A gentleman’s game

Golf is considered to be a game where trust and fairness is important. The official rule book states: Play the ball as it lies, play the course as you find it, and if you cannot do either, do what is fair.

A strict divide between amateurs and professionals

As in any sport, it is important to make sure that the players are similar in terms of abilities. So in golf there are very strict rules to ensure that the amateurs and professionals are kept separate.

The basic rule is that if you have, at any time, been paid for playing or participated in a competition with a cash prize, then you are a professional. You will remain a professional even after it has been years since you have received compensation.

Amateurs can participate in competitions and tournaments where the price is a gift, not money. There are strict rules that are outlined in standard rulebooks and everybody have to follow these rules if they want to participate in official tournament and competitions.

Making it fair – the handicap

As part of the game’s effort to be fair, there exists a system called the “handicap” system. This is a way of trying to level the playing feel so experienced and in-experienced players can play together without the result being given in advance.

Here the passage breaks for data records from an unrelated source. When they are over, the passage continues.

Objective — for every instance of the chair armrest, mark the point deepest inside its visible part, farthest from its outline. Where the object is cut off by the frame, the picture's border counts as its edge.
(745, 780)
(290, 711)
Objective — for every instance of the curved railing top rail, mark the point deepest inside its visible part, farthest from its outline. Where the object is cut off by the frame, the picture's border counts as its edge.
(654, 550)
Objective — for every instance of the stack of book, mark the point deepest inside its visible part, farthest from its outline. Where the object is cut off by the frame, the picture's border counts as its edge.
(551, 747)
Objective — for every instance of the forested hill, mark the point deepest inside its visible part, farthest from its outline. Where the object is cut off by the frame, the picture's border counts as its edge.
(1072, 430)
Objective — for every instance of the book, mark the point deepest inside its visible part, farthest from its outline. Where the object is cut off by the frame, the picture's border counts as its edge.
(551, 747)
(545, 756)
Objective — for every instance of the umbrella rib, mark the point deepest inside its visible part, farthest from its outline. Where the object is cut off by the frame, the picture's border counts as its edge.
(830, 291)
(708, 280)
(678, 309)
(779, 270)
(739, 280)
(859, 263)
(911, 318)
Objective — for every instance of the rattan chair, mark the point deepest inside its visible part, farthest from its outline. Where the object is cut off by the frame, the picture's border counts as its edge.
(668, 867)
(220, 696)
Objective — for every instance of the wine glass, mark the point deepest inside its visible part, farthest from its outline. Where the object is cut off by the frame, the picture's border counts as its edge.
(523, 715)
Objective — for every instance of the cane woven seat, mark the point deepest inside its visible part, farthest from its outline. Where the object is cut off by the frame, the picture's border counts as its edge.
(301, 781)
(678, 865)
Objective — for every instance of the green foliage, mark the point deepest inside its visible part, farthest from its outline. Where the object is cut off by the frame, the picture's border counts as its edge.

In golf, the handicap, the number of strokes that the player gets for “free” on the course. Simply put: if an experienced player will be expected to use 7 strokes to get through the course, then an inexperienced player will use 10 strokes. However, to even it, they will agree that the inexperienced player gets 3 strokes handicap so they won’t count. This means that both player have the same chance to win.

In reality it is not that simple as calculating the handicap is complicated and also involves a fair amount of trust. Also, each course has it’s own “standard strokes” or what is called par. Therefore, the handicap has to be re-calculated if you play on a new course.

Luckily there is a system for doing these calculations. By using these official guidelines, it is simpler to calculate the handicap. However, there are also people who are familiar with the golf course and can help with calculating the handicap.


There are rules one have to follow. If these are broken, then the player will get penalties. The penalties are given as extra strokes. So the player will get extra strokes added to their total and in some cases also have to place the ball a longer distance from where it was.

Here are some of the rules and the penalties:
• If you hit a ball out of bounds or you lose it: one stroke and a distance.
• The ball moves due to an equipment failure or the removal of a loose impediment: one-stroke penalty
• Yellow or red staked hazard: one-stroke penalty
• A golfer strikes or tries to strike the wrong ball: a two-stroke penalty.

These are just a couple of penalties. Most of the time the player will only get a penalty, but the player can also be disqualified.
Disqualification is most often used when the problem involves cheating.